Today shows minimal FX option expiries, with the dollar remaining cautious amidst geopolitical tensions and economic updates

    by VT Markets
    /
    Sep 10, 2025

    There are no major foreign exchange option expiries to note for today. Following a record downward revision of US jobs, there is an expectation for the Federal Reserve to consider cutting rates faster, though a 50 basis points move next week seems unlikely without softer inflation numbers in the upcoming US CPI report.

    The US dollar remains in a cautious state but is not under intense selling pressure at present. Today’s market situation is anticipated to be calm due to a lack of key economic releases in Europe.

    Geopolitical Developments

    Nonetheless, market participants should stay alert for geopolitical developments that could impact market conditions. Yesterday, the Israel-Qatar situation and developments in the Russia-Ukraine conflict were notable events that caused concern.

    Additional resources are available for understanding how to interpret this data. For further insights, visiting investingLive is recommended.

    The massive downward revision to US jobs we saw yesterday, which wiped a hypothetical 510,000 jobs from the past year’s data, is fueling our belief that the Federal Reserve must accelerate its rate-cutting cycle.

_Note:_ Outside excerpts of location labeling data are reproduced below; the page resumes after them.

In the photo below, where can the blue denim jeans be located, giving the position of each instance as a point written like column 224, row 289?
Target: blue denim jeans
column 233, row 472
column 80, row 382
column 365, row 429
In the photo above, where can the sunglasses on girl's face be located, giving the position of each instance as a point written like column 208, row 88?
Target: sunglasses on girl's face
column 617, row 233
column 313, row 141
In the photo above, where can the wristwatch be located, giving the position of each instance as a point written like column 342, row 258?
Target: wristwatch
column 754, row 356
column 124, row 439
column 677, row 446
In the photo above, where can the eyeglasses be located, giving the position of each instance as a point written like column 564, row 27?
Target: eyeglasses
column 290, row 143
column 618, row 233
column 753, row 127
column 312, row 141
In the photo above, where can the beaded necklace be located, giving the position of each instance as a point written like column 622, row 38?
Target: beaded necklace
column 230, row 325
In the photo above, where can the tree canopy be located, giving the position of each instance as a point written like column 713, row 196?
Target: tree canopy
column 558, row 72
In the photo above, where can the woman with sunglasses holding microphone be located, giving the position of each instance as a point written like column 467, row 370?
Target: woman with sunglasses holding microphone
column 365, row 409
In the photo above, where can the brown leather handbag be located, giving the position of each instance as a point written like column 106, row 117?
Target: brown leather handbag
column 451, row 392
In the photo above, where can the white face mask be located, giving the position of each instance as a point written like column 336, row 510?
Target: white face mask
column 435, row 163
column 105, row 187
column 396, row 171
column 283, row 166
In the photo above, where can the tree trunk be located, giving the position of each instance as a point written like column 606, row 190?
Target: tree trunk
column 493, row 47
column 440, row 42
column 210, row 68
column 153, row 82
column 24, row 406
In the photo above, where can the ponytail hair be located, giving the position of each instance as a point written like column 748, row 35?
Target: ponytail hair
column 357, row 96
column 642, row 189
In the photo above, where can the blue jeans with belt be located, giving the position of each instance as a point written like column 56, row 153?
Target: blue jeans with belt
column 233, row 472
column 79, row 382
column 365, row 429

This revision, larger than the one we saw back in August of 2023, strengthens the case for a more aggressive policy easing. However, the market isn’t fully convinced of a deep 50 basis point cut next week, with fed funds futures pricing that chance at just under 20%.

    All eyes are now on the US CPI inflation report scheduled for release tomorrow. Consensus forecasts are for core inflation to fall to 2.8% year-over-year, but a softer print below 2.7% could be the trigger the market needs to seriously price in a deeper rate cut. This data point is the most significant catalyst on the near-term horizon and will likely dictate the dollar’s direction for the rest of the month.

    Given this setup, we see the US dollar as vulnerable, even as it holds a tentative range with the DXY index hovering near 104.50. A soft inflation number tomorrow would likely break this balance and could initiate a swift move lower. Derivative traders should note that one-week implied volatility for major pairs like EUR/USD is relatively low, suggesting options are cheaply priced ahead of this major event.

    Option Positioning Strategy

    Positioning through options, such as buying puts on the dollar or calls on currencies like the Euro and Australian dollar, could be a prudent strategy. This allows for participation in a potential sharp move downwards in the dollar while defining risk if the inflation data comes in hotter than expected. We are in a holding pattern today, but the quiet market is likely masking building pressure.

    We should also remain aware of simmering geopolitical tensions which can disrupt this data-driven narrative without warning. The situation in the Middle East and the ongoing conflict in Ukraine remain potential sources of sudden risk aversion that could send traders rushing back into the dollar, regardless of the Fed’s path. As we saw during previous escalations in 2022 and 2024, such events can cause volatility to spike unexpectedly and override economic fundamentals.